La marchandise correspond à des confiseries de marques Nutella, Kinder Bueno, Kinder chocolat, Kinder Joy et Tic Tac. Elle sera transférée vers l’entrepôt de Monoprix à Wissous (Essonne). Monoprix a pour objectif de réduire de 50 % ses émissions de gaz à effet de serre à horizon 2030, et Stef, le leadeur européen du transport assurant le pré et post-acheminement des produits, accompagne ce projet.

« Ce lancement est le fruit de 6 mois de travail avec nos partenaires, notamment pour définir le juste cadencement des opérations ou trouver l’opérateur fluvial pouvant embarquer un bloc frigo nécessitant une alimentation à bord », a indiqué Grégory Debuchy, directeur supply chain de Ferrero France, lors d’une interview.

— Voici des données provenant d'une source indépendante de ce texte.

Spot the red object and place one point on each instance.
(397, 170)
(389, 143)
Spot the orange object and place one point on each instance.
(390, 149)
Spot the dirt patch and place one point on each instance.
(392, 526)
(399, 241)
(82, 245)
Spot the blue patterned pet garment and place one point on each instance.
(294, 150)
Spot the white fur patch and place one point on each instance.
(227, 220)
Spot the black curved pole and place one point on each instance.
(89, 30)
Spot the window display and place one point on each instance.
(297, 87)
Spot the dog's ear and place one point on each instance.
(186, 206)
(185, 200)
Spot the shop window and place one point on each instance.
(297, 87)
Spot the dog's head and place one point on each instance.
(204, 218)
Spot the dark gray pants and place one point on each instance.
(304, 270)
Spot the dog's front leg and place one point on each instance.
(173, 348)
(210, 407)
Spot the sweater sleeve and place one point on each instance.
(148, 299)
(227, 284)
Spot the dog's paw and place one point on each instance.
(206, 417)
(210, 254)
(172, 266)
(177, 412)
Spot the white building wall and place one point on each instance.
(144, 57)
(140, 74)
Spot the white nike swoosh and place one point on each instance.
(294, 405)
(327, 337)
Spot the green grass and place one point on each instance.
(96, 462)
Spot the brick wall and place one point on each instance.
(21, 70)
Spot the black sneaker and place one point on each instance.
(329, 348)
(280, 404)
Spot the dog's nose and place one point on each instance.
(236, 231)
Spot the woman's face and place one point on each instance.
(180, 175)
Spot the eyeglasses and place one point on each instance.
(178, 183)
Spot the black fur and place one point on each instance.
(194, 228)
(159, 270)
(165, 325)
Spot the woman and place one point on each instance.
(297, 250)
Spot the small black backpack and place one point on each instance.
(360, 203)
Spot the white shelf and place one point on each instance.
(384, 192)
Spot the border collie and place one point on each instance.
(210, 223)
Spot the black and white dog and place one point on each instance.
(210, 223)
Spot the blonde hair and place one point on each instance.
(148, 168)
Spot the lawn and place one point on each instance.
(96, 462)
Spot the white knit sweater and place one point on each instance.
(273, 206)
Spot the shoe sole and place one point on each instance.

Cette nouvelle filière logistique, plus vertueuse écologiquement, reste néanmoins moins rapide et plus chère que celle du transport routier. Ferrero ne flanche pas : « On se veut acteur, influenceur de ce flux-là. Ce que l'on va chercher demain, c'est à être plusieurs, à avoir plus de fréquences pour arriver à un équilibre économique. »

Une économie de plus de 1 000 tonnes de CO2 entre 2019 et 2020

Ferrero a su diminuer ses émissions de 3,5 % entre 2019 et 2020. Ces 1 000 tonnes de CO2 économisé amènent le groupe à la moitié de son objectif final qui est de réduire de 7 % son empreinte carbone liée au transport.

Plusieurs flux modifiés pour une réduction des émissions

Une économie de 62 tonnes de CO2 par an a été chiffrée à la suite de la mise en place d’un trafic routier d’une vingtaine de trajets mensuels par des camions bioGNV desservant trois départements des Hauts-de-France (Nord, Pas-de-Calais et Somme). Le bioGNV est un carburant vert et renouvelable pour véhicules obtenu par la méthanisation de déchets organiques divers.

Le groupe a pris une autre initiative, celle de tester le transport par voie ferroviaire des produits Nutella biscuits entre Balvano (Italie) et l’entrepôt de Neuville-aux-Bois, près d’Orléans. Une réduction de 315 tonnes de CO2 par an est attendue avec un objectif de sept trains par semaine à la fin de l’été.